Our Collect for the 21st Sunday of Ordinary Time asks God to grant that His will, not this world’s snares, be the basis of our lives, and in concrete terms, not in mere good intentions.
Deus, qui fidelium mentes unius efficis voluntatis, da populis tuis id amare quod praecipis, id desiderare quod promittis, ut, inter mundanas varietates, ibi nostra fixa sint corda, ubi vera sunt gaudia.
A master crafted this prayer. In the 1962 Missale Romanum we use it on the 4th Sunday after Easter. It is also in the ancient Gelasian Sacramentary. Listen to those “eee”s produced by the Latin “i”. Savour those parallels. They pop out when the prayer is sung in Latin.
Varietas means “difference, diversity, variety”. It is commonly used to indicate “changeableness, fickleness, inconstancy”. The adjective mundanus is “of or belonging to the world”.
Current ICEL translation (2011): “O God, who cause the minds of the faithful to unite in a single purpose, grant your people to love what you command and to desire what you promise, that, amid the uncertainties of this world, our hearts may be fixed on that place where true gladness is found.”

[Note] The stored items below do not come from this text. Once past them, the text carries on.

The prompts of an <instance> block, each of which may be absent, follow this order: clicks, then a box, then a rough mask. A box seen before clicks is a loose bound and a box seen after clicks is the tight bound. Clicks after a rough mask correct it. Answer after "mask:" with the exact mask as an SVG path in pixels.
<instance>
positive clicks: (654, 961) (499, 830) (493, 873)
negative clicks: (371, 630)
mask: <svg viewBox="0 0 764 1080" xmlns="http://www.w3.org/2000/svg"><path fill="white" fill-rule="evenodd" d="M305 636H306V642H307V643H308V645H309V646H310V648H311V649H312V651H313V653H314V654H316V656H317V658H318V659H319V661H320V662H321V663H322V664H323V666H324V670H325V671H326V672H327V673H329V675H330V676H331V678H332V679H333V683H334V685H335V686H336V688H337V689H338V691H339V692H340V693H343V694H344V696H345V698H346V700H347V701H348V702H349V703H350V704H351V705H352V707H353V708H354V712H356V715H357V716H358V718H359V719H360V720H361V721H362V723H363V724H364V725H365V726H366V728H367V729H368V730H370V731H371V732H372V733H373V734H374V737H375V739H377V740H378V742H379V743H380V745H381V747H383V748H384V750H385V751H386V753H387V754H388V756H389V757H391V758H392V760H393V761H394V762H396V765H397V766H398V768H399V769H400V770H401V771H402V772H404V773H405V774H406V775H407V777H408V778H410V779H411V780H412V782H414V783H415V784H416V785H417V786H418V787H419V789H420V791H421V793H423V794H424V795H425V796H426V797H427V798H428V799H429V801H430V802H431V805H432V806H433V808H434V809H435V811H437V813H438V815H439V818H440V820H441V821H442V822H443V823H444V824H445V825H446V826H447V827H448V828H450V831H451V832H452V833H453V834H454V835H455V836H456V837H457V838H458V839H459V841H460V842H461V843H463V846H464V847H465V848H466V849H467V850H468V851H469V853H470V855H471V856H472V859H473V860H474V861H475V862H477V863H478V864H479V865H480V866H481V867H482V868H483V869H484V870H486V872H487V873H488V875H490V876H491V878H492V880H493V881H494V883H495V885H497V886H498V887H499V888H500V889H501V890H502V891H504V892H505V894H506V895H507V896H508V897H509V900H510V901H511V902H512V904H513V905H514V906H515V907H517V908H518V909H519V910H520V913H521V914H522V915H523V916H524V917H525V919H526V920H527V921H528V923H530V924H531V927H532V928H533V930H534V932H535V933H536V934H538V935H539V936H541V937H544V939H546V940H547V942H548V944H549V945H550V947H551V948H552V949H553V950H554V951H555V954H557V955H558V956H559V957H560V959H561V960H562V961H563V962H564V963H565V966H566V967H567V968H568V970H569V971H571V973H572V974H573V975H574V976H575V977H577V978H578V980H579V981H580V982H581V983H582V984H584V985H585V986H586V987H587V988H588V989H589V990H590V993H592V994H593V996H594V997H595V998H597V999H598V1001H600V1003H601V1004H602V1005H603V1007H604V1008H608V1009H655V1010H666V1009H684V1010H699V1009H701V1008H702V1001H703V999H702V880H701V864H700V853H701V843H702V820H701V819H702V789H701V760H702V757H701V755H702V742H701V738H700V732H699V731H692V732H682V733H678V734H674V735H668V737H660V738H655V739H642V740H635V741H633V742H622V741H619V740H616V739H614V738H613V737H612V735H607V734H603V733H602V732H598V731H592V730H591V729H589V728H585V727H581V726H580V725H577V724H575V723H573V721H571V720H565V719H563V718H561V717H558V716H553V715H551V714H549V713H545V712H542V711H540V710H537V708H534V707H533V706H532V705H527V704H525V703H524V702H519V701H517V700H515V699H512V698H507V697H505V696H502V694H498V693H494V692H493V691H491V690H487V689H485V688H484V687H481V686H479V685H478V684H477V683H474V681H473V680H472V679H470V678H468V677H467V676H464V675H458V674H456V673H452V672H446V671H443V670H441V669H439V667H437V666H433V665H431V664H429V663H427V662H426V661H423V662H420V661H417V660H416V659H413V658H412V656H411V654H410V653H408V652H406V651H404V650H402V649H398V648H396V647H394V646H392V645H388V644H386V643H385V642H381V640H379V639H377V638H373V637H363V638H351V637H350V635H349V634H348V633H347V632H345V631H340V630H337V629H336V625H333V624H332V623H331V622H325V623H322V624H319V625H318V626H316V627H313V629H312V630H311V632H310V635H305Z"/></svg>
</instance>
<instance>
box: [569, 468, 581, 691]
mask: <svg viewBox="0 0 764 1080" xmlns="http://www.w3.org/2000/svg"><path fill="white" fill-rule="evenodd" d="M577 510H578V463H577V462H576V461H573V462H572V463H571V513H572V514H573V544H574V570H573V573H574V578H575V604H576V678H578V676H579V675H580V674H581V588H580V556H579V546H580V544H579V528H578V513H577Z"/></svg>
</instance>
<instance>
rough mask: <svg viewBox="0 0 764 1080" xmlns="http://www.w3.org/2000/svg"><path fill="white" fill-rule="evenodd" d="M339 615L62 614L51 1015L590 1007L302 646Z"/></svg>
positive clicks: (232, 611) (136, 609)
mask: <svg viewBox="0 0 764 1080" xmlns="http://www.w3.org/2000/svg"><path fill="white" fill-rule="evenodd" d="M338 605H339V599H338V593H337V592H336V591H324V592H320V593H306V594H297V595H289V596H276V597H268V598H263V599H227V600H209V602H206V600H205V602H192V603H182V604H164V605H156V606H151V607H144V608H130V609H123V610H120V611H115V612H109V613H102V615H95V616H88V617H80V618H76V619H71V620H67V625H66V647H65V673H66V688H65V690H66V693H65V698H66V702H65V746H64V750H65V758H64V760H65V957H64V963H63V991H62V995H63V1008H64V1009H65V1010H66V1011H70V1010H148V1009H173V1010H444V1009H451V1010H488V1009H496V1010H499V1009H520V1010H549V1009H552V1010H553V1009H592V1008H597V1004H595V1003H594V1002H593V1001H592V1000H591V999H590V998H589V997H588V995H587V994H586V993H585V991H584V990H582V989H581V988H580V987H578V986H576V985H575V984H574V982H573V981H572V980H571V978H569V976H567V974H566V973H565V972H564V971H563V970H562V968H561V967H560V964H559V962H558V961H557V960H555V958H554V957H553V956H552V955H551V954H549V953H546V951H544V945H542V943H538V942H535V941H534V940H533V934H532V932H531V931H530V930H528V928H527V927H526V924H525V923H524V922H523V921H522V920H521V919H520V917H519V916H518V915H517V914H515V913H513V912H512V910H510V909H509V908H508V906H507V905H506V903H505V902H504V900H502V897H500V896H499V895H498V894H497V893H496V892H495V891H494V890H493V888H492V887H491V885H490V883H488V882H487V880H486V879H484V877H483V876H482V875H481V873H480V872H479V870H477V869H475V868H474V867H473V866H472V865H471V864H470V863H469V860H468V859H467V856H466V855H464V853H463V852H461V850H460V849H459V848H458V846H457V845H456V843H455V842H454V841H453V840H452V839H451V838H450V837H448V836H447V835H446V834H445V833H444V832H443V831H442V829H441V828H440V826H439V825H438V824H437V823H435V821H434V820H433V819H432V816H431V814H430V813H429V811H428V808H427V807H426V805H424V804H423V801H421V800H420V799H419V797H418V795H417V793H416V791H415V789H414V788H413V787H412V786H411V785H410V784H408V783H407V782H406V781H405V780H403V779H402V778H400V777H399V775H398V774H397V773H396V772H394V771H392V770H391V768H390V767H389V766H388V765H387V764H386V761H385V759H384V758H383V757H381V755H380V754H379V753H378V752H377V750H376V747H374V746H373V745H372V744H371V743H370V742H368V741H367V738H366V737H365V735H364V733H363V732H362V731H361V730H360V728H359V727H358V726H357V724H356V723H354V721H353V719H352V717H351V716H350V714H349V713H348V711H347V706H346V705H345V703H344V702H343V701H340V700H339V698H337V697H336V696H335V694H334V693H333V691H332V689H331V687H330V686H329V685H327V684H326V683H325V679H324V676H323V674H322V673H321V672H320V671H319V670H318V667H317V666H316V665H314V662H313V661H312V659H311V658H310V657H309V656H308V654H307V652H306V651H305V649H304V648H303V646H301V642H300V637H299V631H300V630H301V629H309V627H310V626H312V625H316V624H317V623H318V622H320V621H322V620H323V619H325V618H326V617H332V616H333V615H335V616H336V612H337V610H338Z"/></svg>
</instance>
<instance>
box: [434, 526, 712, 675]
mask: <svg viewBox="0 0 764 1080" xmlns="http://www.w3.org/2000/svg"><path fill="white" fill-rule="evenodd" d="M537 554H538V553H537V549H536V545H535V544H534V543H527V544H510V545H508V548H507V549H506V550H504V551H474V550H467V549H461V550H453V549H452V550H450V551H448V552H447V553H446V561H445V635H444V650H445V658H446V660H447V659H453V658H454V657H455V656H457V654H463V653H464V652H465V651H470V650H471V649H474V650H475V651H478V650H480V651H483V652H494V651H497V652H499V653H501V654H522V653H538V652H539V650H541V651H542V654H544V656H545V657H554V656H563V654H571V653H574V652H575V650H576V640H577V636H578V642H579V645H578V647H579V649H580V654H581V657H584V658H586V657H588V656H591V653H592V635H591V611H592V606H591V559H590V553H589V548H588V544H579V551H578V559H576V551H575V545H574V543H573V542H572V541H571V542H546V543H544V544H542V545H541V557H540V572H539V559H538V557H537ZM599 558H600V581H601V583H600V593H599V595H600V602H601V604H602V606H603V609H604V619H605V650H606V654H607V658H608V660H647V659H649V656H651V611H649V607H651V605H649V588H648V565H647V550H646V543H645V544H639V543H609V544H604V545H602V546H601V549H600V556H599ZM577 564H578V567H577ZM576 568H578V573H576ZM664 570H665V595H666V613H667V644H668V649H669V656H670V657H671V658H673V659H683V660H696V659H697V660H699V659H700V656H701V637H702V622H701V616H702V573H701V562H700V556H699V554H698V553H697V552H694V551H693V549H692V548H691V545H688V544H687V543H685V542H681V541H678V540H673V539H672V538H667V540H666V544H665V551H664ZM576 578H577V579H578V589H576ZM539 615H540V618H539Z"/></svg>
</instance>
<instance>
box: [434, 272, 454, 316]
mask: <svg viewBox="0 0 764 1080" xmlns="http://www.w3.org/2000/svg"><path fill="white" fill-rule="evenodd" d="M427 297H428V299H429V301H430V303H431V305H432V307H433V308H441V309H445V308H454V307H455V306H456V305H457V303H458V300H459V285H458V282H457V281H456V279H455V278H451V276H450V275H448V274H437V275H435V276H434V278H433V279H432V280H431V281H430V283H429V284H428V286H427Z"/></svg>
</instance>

Uncertainties … vicissitudes. Fixing our hearts on any created thing, whether a material good or a person, even your spouse or child, to the point that we put a mere creature on the heart’s throne which only God must be offered, sets us up for a loss. A created thing, imperfect, limited, passing, can be lost. Only God, eternal and almighty, is absolutely reliable.
Let’s revisit that id … quod construction. We can say, “love what you command/promise”, but that seems vague and generic. I sense that that id … quod is really, “love the thing which you command … desire the thing which you promise”. Love and desire God’s will in the concrete.
Speaking of concrete, the challenge of living as a good Christian in this world is to love God not in the abstract, dreamily, but in the daily details of living, especially when those details are little to our liking. We must love God in this beggar, this annoying creep, not in beggars and creeps in general or in abstraction. We must love Him in this basket of laundry, this tedious or dopey homily. No one promised it would be easy.
Don’t reduce God’s will to an abstraction or an ideal. “Thy will (voluntas) be done on earth as it is in heaven.”